就在三人说话间。隐隐约约听见有呼救声,开始还以为听错,待细细一看才发现屏风左下角有个雕画精细的小水池。里面竟真盛了一汪清水,虽然竖在屏风上也不见流下,最神奇就在那池中还有两个赤身男女绕固游动。身子只有豆粒大小,嬉戏沉浮甚是欢动。若再细看二人表情。却相当痛苦,仿佛身不由己。求救之声正是二人发出。
书中代言,这一男一女全是昆仑山修真的散仙。本是一对夫妻,男地叫卫仙客女的叫辛凌霄。不久前二人同游南海之时。无意间得了一本无名书录,上面记述西南依还岭幻波池内藏有圣姑伽因遗宝,留待有缘人收取,还详细记述了进入依还岭地路径,附带如何开启幻波池地阵法,二人大喜过往。以为上天垂怜,遂赶到此处依书行事竟真进来!奈何藏宝洞中暗藏无数禁法,任他二人一路进来克服许多困难。依然没能逃出‘大须弥障’地禁制。

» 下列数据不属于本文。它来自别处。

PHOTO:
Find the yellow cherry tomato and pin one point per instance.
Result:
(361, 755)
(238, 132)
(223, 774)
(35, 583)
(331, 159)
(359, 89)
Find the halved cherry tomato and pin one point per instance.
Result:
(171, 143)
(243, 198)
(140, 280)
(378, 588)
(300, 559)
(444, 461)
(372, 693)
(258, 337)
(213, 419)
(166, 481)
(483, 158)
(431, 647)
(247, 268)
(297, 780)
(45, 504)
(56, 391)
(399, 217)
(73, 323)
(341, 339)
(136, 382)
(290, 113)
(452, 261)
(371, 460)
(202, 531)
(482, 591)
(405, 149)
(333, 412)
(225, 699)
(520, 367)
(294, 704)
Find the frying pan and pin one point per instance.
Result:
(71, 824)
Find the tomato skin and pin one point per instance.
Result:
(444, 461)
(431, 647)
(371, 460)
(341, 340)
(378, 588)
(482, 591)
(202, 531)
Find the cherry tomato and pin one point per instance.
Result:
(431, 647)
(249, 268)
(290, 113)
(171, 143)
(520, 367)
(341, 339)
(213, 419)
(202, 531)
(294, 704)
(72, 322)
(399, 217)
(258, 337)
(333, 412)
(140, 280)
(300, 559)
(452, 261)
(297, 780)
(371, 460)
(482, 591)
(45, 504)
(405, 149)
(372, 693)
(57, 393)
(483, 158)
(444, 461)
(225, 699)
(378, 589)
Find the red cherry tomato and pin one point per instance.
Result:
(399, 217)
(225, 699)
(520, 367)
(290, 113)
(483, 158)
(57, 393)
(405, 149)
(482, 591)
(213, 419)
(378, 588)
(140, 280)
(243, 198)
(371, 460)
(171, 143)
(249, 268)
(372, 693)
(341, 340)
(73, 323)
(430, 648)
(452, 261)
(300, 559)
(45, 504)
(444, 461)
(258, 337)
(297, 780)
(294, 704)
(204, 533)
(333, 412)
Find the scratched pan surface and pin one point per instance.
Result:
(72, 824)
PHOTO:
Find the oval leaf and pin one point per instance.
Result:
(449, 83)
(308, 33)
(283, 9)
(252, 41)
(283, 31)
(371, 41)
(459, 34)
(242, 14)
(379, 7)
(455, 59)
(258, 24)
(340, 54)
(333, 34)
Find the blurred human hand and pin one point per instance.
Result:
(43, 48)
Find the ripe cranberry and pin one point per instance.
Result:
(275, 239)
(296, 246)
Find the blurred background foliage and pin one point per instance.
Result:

二人又没有紫青那般利器。只能被吸在屏风里成了一处景点。
若以着英琼性子,见对方并非邪魔外道,落难在此便救出罢了,但易静还另有顾忌,毕竟知人知面不知心,那一对男女到底什么货色谁也不知晓。万一将其放出来再生事端反倒麻烦。就将心中担心说出,英琼和轻云也觉有理,便决定先去取宝。待返回时再将二人放出,三人却没想到后面竟还有人进来。
石玉珠来之前邓隐还给了她三道灵符,说紧急时候可斟酌使用自能助她得宝,不过石玉珠还是担心敌众我寡,毕竟紫青双剑再加上一个易静。绝非她一人能抗街地,石玉珠也没能幸免陷入了‘大须弥障’屏风之中,不过邓隐早前就有交代。她赶紧燃了一张灵符。立刻闪出万道金光安然脱险。